既定では、ログイン アクションは Azure CLI でログインし、Azure CLI のGitHub Actions ランナー環境を設定します。 Azure login アクションの enable-AzPSSession プロパティを使用すると、Azure PowerShell を使用できます。 これにより、Azure PowerShell モジュールを使用してGitHub Actions ランナー環境が設定されます。

Azure ログインを使用して、Azure Government や Azure Stack Hub などのパブリックまたはソブリン クラウドに接続できます。

OpenID Connect で Azure ログイン アクションを使用

OpenID Connect を使用して Azure Login を設定し、GitHub Actions ワークフローで使用するには、次が必要です。

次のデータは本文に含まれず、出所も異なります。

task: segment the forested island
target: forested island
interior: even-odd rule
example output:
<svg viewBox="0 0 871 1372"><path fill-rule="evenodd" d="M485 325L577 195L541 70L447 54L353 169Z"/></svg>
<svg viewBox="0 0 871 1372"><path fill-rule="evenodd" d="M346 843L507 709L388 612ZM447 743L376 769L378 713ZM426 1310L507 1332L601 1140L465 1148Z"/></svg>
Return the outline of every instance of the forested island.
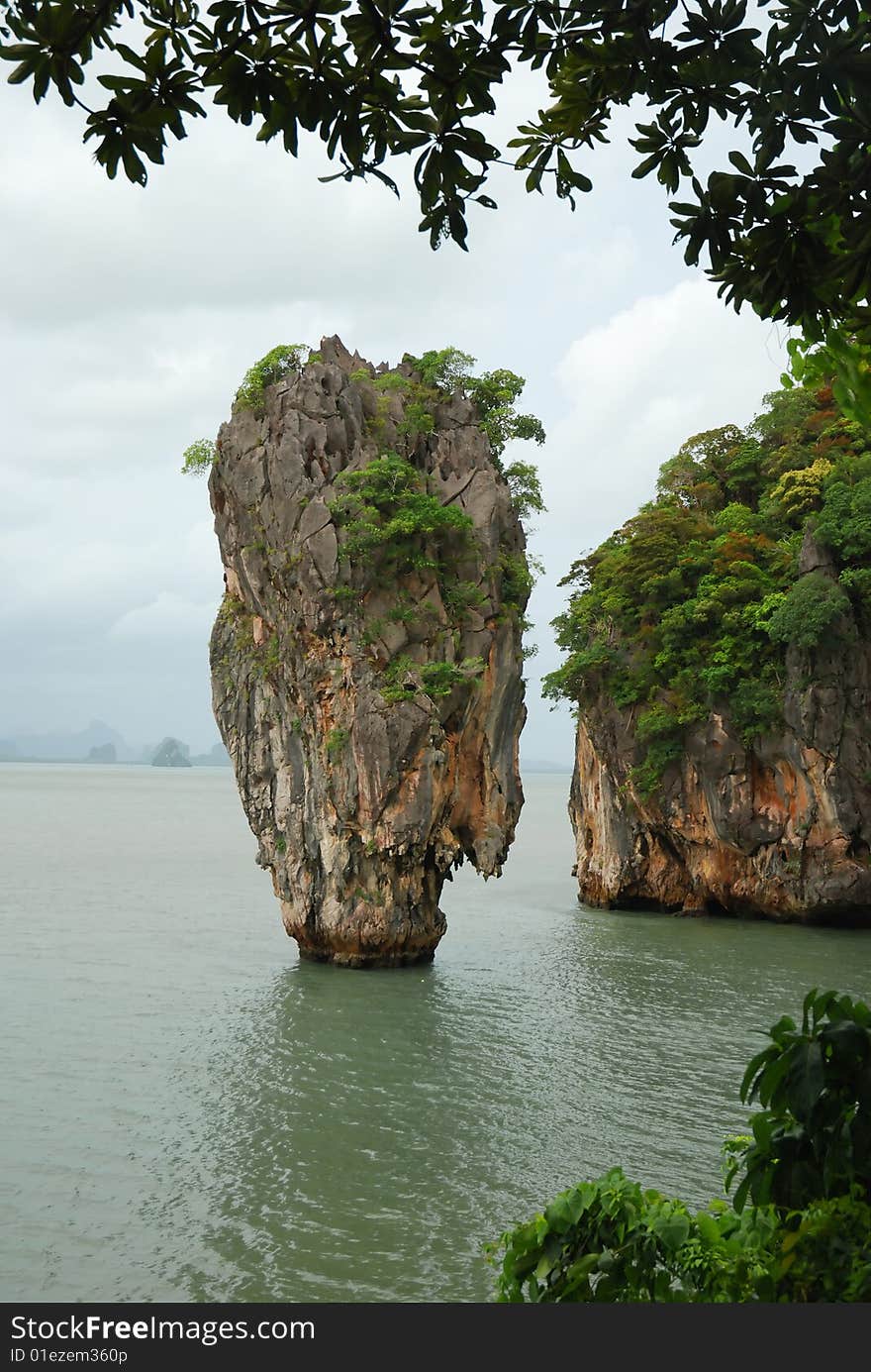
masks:
<svg viewBox="0 0 871 1372"><path fill-rule="evenodd" d="M828 386L698 434L566 579L591 906L871 919L871 435Z"/></svg>
<svg viewBox="0 0 871 1372"><path fill-rule="evenodd" d="M523 804L523 380L455 348L373 366L337 338L248 372L211 472L226 594L213 702L302 956L432 958L465 859L498 875Z"/></svg>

• サブスクリプションに適切なロールが割り当てられているサービス プリンシパルを持つ Azure Active Directory アプリケーション。
• GitHub Actions によって GitHub リポジトリに対して発行されたトークンを信頼するように、フェデレーション資格情報を使用して構成された Azure Active Directory アプリケーション。 これは、Azure portalまたは Microsoft Graph REST API で構成できます。
• GitHub 発行トークンをワークフローに要求し、Azure ログイン アクションを使用するGitHub Actions ワークフロー。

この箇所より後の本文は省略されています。